In view of the facts of this case, the court cannot accept the government’s argument. The exclusions of section 3161(h)(1); (3) apply to any period of delay resulting from pretrial motions or the absence of the defendant. In this case it is clear that neither the defendant’s absence nor his motion occasioned any delay of the trial.
A review of the transcript of the October 27 meeting demonstrates that Mr. Cobb’s absence was noted by counsel and by the court. The court stated at that time that the defendant need not be present for the November 23 jury selection provided that he advise the court in writing of the waiver of his right to be present. Clearly, this was not a factor in the determination to set jury selection for a date after the expiration of the Speedy Trial deadline. And, in view of the fact that the date for the suppression hearing was not determined until after the October 27 meeting and the hearing was not held until January 1982, it cannot seriously be argued that this motion was the cause of any delay.
It appears, instead, that the delay was due to an error in computation on the part of the United States Attorney. While the court is satisfied that this error is the result of mere inadvertence and does not indicate bad faith on the part of the government, the remedy for violation of the Act is clear and is not dependent upon the prosecutor’s motivation. 18 U.S.C. § 3162(a)(2) provides: “If a defendant is not brought to trial within the time limit required by section 3161(c) as extended by section 3161(h), the information or indictment shall be dismissed on motion of the defendant.”
Accordingly, because I find that the United States is not in compliance with the provisions of the Act and the Western District of New York Speedy Trial Plan, the indictment is hereby dismissed, with prejudice.
So ordered.
. Jury selection was scheduled for February 16, 1982, but was adjourned by the court pending my decision on this motion.
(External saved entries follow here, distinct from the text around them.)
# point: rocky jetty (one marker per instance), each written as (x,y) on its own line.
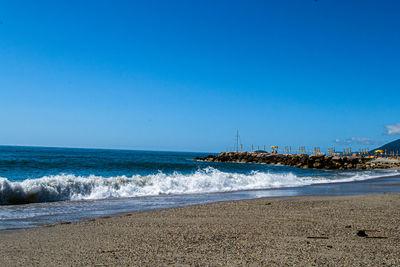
(306,161)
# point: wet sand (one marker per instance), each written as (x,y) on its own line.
(271,231)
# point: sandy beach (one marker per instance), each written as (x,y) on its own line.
(302,231)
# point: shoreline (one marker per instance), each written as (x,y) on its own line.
(304,230)
(76,211)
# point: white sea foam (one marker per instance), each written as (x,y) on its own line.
(208,180)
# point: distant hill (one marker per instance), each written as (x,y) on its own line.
(390,147)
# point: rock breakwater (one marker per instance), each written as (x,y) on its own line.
(305,161)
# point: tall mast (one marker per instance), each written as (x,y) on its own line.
(237,140)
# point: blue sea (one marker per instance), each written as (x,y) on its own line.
(41,186)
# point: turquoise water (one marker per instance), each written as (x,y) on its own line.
(70,184)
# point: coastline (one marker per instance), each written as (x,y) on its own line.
(305,161)
(267,231)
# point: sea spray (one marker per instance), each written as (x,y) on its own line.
(206,180)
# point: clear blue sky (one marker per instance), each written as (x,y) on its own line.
(185,75)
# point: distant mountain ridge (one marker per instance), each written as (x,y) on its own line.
(390,147)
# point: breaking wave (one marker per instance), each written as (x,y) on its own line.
(208,180)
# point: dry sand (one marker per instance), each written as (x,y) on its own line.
(274,231)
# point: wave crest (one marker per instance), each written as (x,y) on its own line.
(208,180)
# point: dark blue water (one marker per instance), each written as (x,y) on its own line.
(57,184)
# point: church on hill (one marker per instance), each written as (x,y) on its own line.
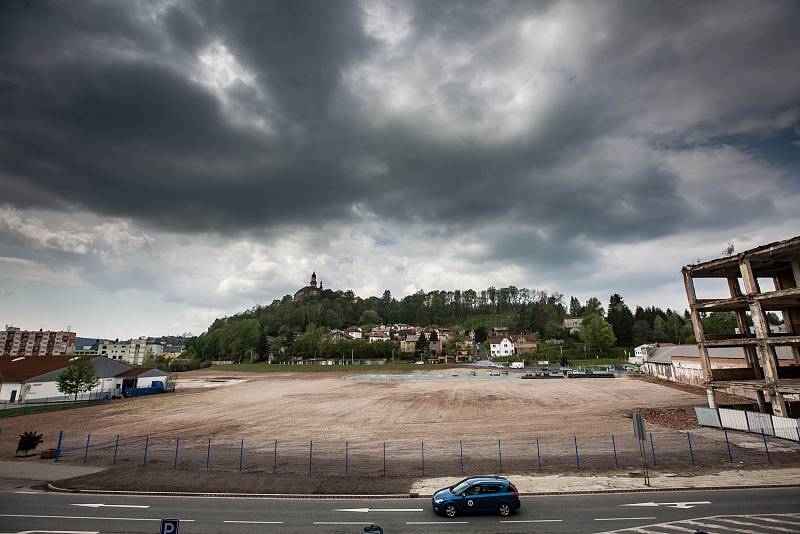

My decision is not based on events subsequent to February 2 but rests solely on the defendant’s claim that his rights would have been violated even if jury selection had taken place as originally scheduled on November 23, 1981.
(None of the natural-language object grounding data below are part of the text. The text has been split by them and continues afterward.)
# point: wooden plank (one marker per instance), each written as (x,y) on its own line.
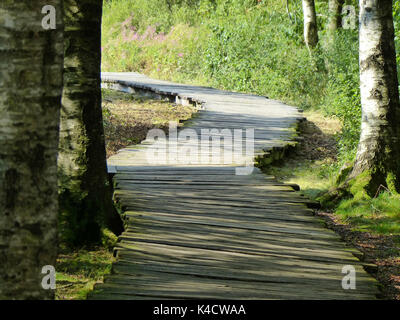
(200,231)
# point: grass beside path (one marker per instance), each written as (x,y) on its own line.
(127,119)
(79,270)
(370,225)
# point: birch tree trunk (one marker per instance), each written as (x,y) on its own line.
(310,23)
(378,154)
(335,11)
(31,60)
(85,194)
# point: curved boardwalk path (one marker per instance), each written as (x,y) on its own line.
(200,231)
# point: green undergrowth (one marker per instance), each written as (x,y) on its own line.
(380,214)
(314,168)
(255,47)
(127,117)
(79,270)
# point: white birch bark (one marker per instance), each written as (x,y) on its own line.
(378,150)
(30,101)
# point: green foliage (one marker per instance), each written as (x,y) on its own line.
(79,270)
(243,45)
(250,46)
(379,215)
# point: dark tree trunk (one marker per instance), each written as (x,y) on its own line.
(31,64)
(85,194)
(378,156)
(335,14)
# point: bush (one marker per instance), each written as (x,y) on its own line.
(240,45)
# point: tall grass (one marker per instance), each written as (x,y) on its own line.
(240,45)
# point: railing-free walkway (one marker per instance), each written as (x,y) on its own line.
(199,229)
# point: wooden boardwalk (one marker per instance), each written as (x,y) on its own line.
(200,230)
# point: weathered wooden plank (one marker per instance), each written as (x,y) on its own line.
(199,231)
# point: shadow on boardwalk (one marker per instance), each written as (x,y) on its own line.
(203,232)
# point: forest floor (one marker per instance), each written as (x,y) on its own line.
(309,166)
(127,119)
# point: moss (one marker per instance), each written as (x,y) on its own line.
(108,238)
(391,182)
(358,185)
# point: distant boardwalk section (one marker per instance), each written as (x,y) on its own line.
(217,227)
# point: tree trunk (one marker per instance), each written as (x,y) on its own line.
(31,60)
(335,12)
(378,154)
(84,190)
(310,24)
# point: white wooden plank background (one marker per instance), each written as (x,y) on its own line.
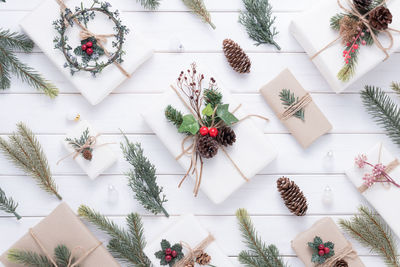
(353,130)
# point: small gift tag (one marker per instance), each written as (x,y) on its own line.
(295,108)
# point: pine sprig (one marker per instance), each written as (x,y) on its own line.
(383,111)
(126,246)
(24,150)
(259,253)
(371,231)
(8,204)
(142,179)
(198,7)
(259,22)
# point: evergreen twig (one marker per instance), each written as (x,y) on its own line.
(25,151)
(198,7)
(142,179)
(259,22)
(259,253)
(124,245)
(383,110)
(8,204)
(371,231)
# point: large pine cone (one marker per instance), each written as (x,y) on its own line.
(207,146)
(236,57)
(363,6)
(292,195)
(380,18)
(226,136)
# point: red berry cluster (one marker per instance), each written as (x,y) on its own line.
(213,132)
(170,254)
(322,250)
(88,48)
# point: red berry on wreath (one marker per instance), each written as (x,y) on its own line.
(204,130)
(213,132)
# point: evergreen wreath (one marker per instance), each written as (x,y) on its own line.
(89,51)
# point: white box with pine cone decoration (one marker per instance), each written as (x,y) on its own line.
(89,149)
(313,31)
(231,165)
(137,50)
(186,242)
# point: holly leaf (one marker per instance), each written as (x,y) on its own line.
(208,110)
(224,114)
(189,125)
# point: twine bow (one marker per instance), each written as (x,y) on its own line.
(70,264)
(363,18)
(101,38)
(193,253)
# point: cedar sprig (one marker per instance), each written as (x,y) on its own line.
(7,204)
(25,151)
(10,43)
(259,22)
(258,253)
(27,258)
(198,7)
(125,245)
(371,231)
(383,110)
(142,179)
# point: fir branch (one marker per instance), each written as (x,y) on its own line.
(8,204)
(371,231)
(124,245)
(259,253)
(383,111)
(198,7)
(259,22)
(24,150)
(142,179)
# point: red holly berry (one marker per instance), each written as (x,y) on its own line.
(213,132)
(89,51)
(204,130)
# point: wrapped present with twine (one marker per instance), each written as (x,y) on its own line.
(63,227)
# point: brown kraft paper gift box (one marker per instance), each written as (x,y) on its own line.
(315,123)
(63,227)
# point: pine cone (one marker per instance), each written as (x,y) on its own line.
(203,259)
(207,146)
(236,57)
(226,136)
(87,154)
(380,18)
(293,196)
(341,263)
(362,5)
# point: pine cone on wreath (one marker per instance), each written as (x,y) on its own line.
(203,259)
(380,18)
(207,146)
(293,197)
(236,56)
(226,136)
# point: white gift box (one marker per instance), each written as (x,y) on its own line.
(251,152)
(187,229)
(39,26)
(103,156)
(380,195)
(312,30)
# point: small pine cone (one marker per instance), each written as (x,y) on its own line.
(293,196)
(203,259)
(236,57)
(207,146)
(87,154)
(340,263)
(380,18)
(226,136)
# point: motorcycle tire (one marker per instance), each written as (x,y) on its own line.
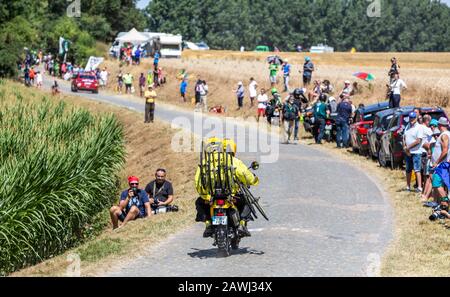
(223,241)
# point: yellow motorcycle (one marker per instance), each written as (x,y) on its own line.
(218,174)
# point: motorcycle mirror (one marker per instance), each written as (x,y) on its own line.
(254,165)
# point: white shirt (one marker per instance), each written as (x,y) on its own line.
(397,86)
(411,135)
(252,88)
(104,75)
(262,101)
(438,149)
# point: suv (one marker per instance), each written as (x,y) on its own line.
(391,145)
(362,122)
(85,81)
(380,124)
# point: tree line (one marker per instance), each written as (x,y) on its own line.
(39,24)
(367,25)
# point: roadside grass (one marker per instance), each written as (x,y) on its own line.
(426,74)
(148,147)
(419,247)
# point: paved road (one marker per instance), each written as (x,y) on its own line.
(327,218)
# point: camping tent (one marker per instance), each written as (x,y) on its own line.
(133,36)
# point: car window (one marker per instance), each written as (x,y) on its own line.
(87,77)
(386,120)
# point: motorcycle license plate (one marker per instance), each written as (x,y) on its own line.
(220,220)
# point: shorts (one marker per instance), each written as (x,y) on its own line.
(437,181)
(413,162)
(306,79)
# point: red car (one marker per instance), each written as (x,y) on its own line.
(362,122)
(85,82)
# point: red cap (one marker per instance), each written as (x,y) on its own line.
(133,179)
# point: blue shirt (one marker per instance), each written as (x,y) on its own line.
(308,69)
(344,111)
(183,86)
(286,69)
(138,201)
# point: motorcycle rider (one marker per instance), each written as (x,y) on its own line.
(241,174)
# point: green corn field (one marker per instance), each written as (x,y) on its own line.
(59,167)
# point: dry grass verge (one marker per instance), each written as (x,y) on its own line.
(419,247)
(148,148)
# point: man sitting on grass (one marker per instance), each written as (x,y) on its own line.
(160,190)
(133,204)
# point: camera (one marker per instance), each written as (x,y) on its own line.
(437,213)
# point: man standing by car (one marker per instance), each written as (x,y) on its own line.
(289,113)
(441,154)
(344,112)
(320,114)
(396,87)
(308,69)
(150,97)
(160,190)
(412,144)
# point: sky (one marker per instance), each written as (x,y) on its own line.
(143,3)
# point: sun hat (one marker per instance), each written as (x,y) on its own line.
(443,121)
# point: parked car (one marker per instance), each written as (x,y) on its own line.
(202,46)
(380,124)
(390,152)
(262,48)
(85,82)
(362,122)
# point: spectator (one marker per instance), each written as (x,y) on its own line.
(120,82)
(156,59)
(394,69)
(133,204)
(396,86)
(347,90)
(160,190)
(316,92)
(320,115)
(240,95)
(286,74)
(430,128)
(142,85)
(308,69)
(150,98)
(39,79)
(289,113)
(183,88)
(204,96)
(412,141)
(262,103)
(344,113)
(137,56)
(327,87)
(273,70)
(252,90)
(128,80)
(441,154)
(198,87)
(103,78)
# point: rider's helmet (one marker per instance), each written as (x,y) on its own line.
(229,146)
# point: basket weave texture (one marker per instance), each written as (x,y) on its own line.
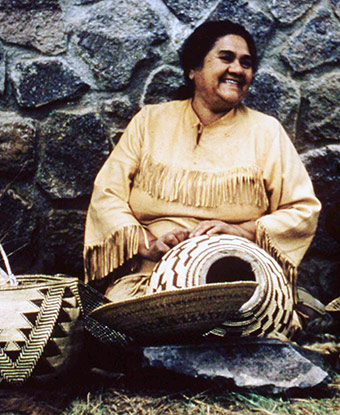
(38,326)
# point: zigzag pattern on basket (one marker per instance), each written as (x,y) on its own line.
(270,310)
(36,318)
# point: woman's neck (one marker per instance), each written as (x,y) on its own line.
(206,115)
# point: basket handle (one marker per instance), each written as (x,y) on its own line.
(9,277)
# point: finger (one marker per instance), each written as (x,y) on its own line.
(202,228)
(181,234)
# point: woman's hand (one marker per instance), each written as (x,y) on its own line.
(159,246)
(211,227)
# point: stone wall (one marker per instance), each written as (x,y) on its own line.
(73,72)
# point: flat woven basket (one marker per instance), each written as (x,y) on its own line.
(40,330)
(218,285)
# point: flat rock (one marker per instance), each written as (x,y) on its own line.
(287,11)
(17,144)
(320,112)
(41,81)
(271,365)
(41,29)
(256,22)
(113,38)
(190,11)
(74,145)
(316,44)
(275,95)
. This is in accord with the Guidelines to the Administration of the Speedy Trial Act of 1974 promulgated Criminal Law Committee of the Judicial Conference of the United States. In its communication of August 28, 1981, the Committee stated:
If the defendant has appeared before a judicial officer in connection with the charge prior to the filing of the information or indictment, therefore, and the judicial officer was an officer of the court in which the information or indictment is filed, the time for trial is ordinarily measured from the filing date.
Speedy Trial Advisory Issuance, # 33 at 7.